Which experimental design best tests whether a regulatory element drives tissue-specific expression using a reporter assay?

• A. Clone the regulatory element upstream of a reporter in a vector; include promoter-only and empty-vector controls; test across relevant tissues; quantify reporter activity with replicates.
• B. Use only a constitutive promoter to drive the reporter without any regulatory element.
• C. Test the regulatory element in bacteria only.
• D. Skip replication and choose random insertion.

Answer: (A)

The key idea is to test the regulatory element in a controlled reporter system to see if it can drive expression in a tissue-specific way. Placing the regulatory element upstream of a reporter gene in a vector lets you directly measure how it influences transcription. Including a promoter-only control shows how much the core promoter contributes on its own, while an empty-vector control reveals background signal. Testing across relevant tissues reveals whether the element drives reporter expression preferentially in certain tissues, demonstrating tissue specificity. Replicates provide reliable, quantitative data and help distinguish real effects from random variation.
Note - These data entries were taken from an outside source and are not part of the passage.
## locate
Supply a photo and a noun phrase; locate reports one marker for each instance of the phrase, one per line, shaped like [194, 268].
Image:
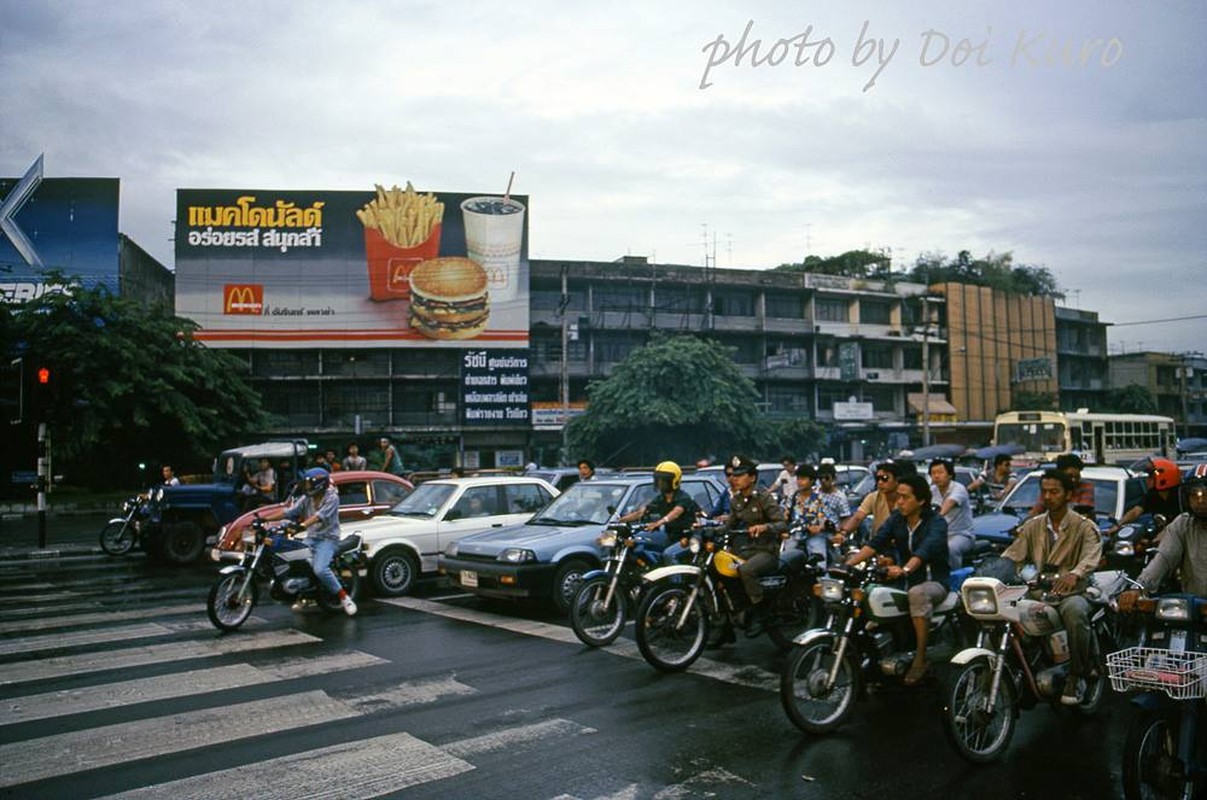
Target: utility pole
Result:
[926, 373]
[565, 368]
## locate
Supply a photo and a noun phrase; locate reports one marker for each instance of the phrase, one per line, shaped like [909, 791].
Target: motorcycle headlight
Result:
[832, 589]
[1173, 608]
[517, 555]
[980, 600]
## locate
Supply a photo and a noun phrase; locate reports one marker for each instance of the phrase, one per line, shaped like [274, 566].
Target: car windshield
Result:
[582, 504]
[425, 501]
[1026, 495]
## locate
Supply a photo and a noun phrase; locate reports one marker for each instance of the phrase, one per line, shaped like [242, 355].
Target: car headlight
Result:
[1173, 608]
[832, 589]
[517, 555]
[980, 600]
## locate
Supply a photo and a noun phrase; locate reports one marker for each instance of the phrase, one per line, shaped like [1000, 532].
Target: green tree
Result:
[677, 397]
[1132, 398]
[129, 384]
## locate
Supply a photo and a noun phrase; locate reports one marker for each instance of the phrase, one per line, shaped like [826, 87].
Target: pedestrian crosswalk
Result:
[87, 689]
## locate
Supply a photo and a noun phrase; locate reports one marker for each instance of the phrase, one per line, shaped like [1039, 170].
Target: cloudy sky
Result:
[1071, 134]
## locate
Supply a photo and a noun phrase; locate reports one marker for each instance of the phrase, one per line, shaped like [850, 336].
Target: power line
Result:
[1172, 319]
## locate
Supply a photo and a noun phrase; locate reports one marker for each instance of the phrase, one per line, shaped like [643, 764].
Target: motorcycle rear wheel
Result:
[977, 735]
[1150, 759]
[598, 622]
[223, 607]
[664, 644]
[117, 538]
[809, 704]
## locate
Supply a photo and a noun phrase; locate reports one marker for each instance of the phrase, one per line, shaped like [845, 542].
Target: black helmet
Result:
[316, 480]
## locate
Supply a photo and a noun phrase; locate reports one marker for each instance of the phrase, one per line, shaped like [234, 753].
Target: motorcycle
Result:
[868, 638]
[606, 597]
[1133, 546]
[1020, 659]
[1164, 755]
[688, 606]
[272, 555]
[121, 533]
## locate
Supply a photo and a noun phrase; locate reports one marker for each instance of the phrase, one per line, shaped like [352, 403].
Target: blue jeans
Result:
[321, 553]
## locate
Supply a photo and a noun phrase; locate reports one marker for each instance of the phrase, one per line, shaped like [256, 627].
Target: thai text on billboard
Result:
[351, 269]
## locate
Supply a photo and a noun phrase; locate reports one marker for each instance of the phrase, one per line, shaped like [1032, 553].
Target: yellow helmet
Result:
[671, 469]
[727, 564]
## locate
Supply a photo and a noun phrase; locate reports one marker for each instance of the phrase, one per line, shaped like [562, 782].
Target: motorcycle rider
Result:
[1183, 546]
[1161, 497]
[816, 511]
[1065, 539]
[916, 537]
[878, 504]
[956, 507]
[761, 517]
[672, 511]
[318, 513]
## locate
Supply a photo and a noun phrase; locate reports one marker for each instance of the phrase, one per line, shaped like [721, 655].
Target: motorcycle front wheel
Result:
[595, 618]
[117, 538]
[809, 702]
[1152, 768]
[979, 735]
[225, 608]
[664, 642]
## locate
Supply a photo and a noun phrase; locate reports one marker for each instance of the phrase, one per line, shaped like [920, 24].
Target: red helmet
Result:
[1164, 474]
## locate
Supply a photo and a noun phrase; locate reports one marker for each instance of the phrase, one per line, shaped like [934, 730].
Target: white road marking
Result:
[98, 747]
[81, 638]
[182, 684]
[139, 657]
[351, 771]
[48, 623]
[745, 676]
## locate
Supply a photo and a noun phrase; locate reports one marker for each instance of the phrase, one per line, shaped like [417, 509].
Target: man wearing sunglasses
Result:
[878, 504]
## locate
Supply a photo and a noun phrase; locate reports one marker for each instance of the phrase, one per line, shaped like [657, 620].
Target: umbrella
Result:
[934, 451]
[998, 449]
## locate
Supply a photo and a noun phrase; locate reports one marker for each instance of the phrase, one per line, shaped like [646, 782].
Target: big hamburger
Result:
[449, 298]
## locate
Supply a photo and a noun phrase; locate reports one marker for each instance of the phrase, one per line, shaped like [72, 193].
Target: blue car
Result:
[544, 558]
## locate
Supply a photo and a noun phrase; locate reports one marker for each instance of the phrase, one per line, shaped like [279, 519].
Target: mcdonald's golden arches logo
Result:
[243, 298]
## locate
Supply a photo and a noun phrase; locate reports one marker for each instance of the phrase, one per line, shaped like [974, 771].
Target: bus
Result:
[1096, 438]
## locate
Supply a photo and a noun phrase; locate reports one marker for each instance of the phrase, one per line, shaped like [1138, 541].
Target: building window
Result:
[785, 305]
[878, 357]
[875, 313]
[733, 303]
[831, 310]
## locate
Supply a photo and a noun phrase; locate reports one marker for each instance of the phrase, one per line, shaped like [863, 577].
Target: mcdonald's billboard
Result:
[258, 268]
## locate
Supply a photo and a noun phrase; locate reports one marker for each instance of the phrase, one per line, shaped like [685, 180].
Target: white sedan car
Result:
[404, 542]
Why the other approaches don’t work here: using only a constitutive promoter without the regulatory element cannot reveal tissue-specific activity because the promoter drives expression in all contexts. Testing the element in bacteria ignores the eukaryotic transcription machinery and tissue-specific factors needed for proper regulation. Skipping replication and using random insertion introduces variability and positional effects and loses statistical confidence, making it hard to interpret whether observed differences are real.